As for the actual topic of the thread, I've been on an SSRI a couple times - tired old Celexa/citalopram, repatented as the active S-isomer and rechristened Lexapro. My anecdotal experience with it is pretty much par for what you'd expect from an SSRI. It made depression somewhat more bearable by causing apathy, it came with anhedonia and some sexual dysfunction, and it was much more of a bitch to withdraw from than benzodiazepines or opiates. The first time I went through withdrawal involved a month of shitty feelings when I was tapering off it followed by another month for my brain to get back to normal. For the second time I decided to stop taking it cold turkey, which led to 5 days without sleep followed by the same month for my brain to get back to normal. My ex-girlfriend was also on Lexapro; she's one of those people for whom SSRIs causes suicidal ideation and definitely should not have continued to take it, except that she never talked to her psychiatrist after the initial appointment and I eventually tapered her off with Prozac (the SSRI with the longest half-life) so her withdrawal was cake.
Why would my experience be pretty much par for an SSRI? Well, it seems that increasing serotonergic activity causes a compensatory downregulation in dopaminergic activity, causing those lovely side effects of apathy/anhedonia and sexual dysfunction. Makes all sorts of sense when you look at it that way. Apathy/anhedonia is actually the desired effect of SSRIs if you ask me - depression questionaire scores improve because you may still be depressed, but you're not actively depressed.
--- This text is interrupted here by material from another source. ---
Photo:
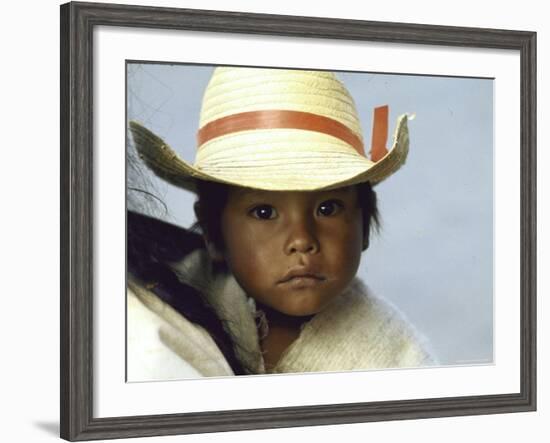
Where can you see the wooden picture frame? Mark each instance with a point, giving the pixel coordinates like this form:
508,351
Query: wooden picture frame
78,21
Now to joke around a bit. If "addiction" wasn't an undesirable side effect according to the medical community, I'd think that opiates could serve as wonderful antidepressants. The next best would probably be MAOIs or low doses of amphetamines. Of course, SSRIs are the safe, boring, just-as-dependence-inducing front-line class of medications here in the real world. Doctors avoid calling it MAOI/SSRI "withdrawal" and instead call it "discontinuation syndrome". I can see the reasoning, though. Our stupid monkey brains just can't deal with drugs that self-reinforce very well.